“Well, then, you had better take the train and go and see them!” Indifferently he took down another map and made a few casual blue marks on the mountains of Pennsylvania. “They’re rebuilding roads that will be fine later in the season, but at the moment [April, 1915] all of these places are detours. You’ll get bad grades and mud over your hubs! Of course, if you’re set on going that way, if you want to burn any amount of gasoline, cut your tires to pieces, and strain your engine—go along to St. Louis. It’s all the same to me; I don’t own the roads!
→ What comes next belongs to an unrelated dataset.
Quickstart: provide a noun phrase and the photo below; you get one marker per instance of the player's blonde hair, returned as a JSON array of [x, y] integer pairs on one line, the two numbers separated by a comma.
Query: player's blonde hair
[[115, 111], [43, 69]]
But you said you wanted to take a motor trip.”
“Then Chicago is much the best way?”
“It is the only way!”
He did not wait for my agreement, but throwing aside the second map and turning again to the first, his pencil swooped down upon Buffalo and raced to Cleveland as though it fitted in a groove. He seemed to be in a mental aeroplane looking actually down upon the roads below.
“There is a detour you will have to take here. You turn left at a white church. This stretch is dusty in dry weather, but along here,” his pencil had now reached Iowa and Nebraska, “you will have no trouble at all—if it doesn’t rain.”
“And if it rains?”
“Well, you can get out your solitaire pack!”
“For how long?” The vision of the sort of road it must be if that man thought it impassable was hard to imagine.
“Oh, I don’t know; a week or two, even three maybe. But when they are dry there are no faster roads in the country. What kind of a car are you going in?”